Benchmark¶

RCG ships a labeled dataset and a rcg benchmark harness so the detectors' quality is measurable and reproducible — not just asserted.

rcg benchmark benchmarks/dataset.jsonl --embedder hashing --judge mock --semantic

On the 62-pair labeled set (deterministic config — mock judge, lexical embedder):

pass	precision	recall	F1
syntactic	1.000	0.500	0.667
combined (lexical embedder + mock judge)	0.867	0.500	0.634

By category, the syntactic pass scores 1.000 / 1.000 on approval-stance and 1.000 / 0.800 on modality — perfect precision, and the approval-stance logic that kills false positives works exactly as intended.

An honest finding

Non-keyword semantic conflicts (rules that disagree without sharing words) need the Anthropic judge — the deterministic mock judge is the bottleneck there, not the embedder. A real (sentence-transformers) embedder widens the semantic pass's candidate recall (0.269 → 0.462) at a precision cost; converting those to true positives needs --judge anthropic. We publish this rather than claim a recall lift the mock judge masks.

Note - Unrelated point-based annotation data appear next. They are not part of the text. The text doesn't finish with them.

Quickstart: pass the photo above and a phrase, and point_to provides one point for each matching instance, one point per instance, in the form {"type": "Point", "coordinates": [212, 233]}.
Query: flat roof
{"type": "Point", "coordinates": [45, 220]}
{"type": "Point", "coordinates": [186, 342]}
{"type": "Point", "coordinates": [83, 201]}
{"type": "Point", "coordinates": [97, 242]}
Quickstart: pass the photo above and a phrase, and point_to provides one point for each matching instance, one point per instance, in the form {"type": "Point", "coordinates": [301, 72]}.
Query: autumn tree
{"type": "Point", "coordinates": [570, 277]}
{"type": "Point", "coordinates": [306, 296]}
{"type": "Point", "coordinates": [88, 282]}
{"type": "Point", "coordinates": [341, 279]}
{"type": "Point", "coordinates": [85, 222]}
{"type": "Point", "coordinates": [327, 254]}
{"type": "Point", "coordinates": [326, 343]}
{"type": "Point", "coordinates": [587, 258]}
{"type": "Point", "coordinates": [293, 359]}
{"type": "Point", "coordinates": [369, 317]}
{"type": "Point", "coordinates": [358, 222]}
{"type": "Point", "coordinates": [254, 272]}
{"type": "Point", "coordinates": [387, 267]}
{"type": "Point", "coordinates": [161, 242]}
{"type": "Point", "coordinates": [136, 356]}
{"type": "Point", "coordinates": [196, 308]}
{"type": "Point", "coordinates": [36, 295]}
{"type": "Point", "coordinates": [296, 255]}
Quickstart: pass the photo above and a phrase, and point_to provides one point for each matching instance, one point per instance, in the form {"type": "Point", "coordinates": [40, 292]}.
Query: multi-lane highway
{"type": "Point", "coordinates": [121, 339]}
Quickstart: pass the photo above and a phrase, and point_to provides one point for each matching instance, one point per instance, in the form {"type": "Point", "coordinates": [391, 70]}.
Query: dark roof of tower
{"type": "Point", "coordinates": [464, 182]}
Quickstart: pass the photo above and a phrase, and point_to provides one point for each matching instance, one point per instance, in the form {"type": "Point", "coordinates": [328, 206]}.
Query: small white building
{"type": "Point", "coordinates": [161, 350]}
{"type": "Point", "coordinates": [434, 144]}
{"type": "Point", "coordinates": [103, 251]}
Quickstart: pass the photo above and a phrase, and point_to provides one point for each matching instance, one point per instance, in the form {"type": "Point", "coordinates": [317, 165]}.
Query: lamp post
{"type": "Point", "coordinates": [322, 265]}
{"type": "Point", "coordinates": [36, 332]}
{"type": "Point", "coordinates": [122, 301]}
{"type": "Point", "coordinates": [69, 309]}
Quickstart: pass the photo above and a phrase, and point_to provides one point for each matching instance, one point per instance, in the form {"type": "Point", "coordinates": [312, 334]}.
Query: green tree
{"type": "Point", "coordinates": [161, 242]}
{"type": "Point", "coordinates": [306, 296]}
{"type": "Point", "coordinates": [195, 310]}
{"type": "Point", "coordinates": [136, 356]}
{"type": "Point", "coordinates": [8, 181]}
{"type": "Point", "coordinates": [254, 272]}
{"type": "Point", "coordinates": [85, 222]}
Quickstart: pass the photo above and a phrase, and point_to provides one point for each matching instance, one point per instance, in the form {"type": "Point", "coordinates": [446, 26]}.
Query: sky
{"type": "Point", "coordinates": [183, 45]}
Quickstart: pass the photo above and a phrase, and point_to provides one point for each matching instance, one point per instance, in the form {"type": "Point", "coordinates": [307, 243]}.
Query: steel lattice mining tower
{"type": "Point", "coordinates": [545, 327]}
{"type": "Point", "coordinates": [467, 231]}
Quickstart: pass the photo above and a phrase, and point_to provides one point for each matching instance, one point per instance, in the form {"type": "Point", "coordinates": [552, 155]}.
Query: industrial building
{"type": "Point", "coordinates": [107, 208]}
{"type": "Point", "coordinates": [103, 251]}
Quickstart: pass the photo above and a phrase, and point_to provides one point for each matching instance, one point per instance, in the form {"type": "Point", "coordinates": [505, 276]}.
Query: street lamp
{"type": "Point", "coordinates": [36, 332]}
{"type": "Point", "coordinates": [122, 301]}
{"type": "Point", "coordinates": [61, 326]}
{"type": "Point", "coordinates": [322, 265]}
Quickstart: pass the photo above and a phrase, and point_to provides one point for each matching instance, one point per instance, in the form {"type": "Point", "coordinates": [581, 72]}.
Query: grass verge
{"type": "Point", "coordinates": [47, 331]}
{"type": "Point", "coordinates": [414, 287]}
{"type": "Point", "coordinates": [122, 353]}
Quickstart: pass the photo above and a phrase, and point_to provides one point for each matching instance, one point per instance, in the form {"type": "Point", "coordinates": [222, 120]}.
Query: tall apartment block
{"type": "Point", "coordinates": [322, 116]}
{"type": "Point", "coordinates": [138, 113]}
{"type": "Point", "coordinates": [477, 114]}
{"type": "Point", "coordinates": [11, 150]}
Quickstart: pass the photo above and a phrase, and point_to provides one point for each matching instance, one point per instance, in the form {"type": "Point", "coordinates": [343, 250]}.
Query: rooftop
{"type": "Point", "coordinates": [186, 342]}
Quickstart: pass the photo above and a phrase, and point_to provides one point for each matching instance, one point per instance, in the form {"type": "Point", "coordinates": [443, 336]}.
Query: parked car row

Reproduce the real-embeddings + real-judge numbers:

pip install 'rule-coherence-graph[embeddings]'
export ANTHROPIC_API_KEY=sk-...
rcg benchmark benchmarks/dataset.jsonl --embedder sentence-transformers --judge anthropic --semantic

Full tables, every config, and the complete reading: benchmarks/RESULTS.md on GitHub.

Caveats

The dataset is small and synthetic/illustrative, and the default embedder is lexical — install the [embeddings] extra for real semantic recall. Treat these numbers as a regression signal and a starting point, not a leaderboard.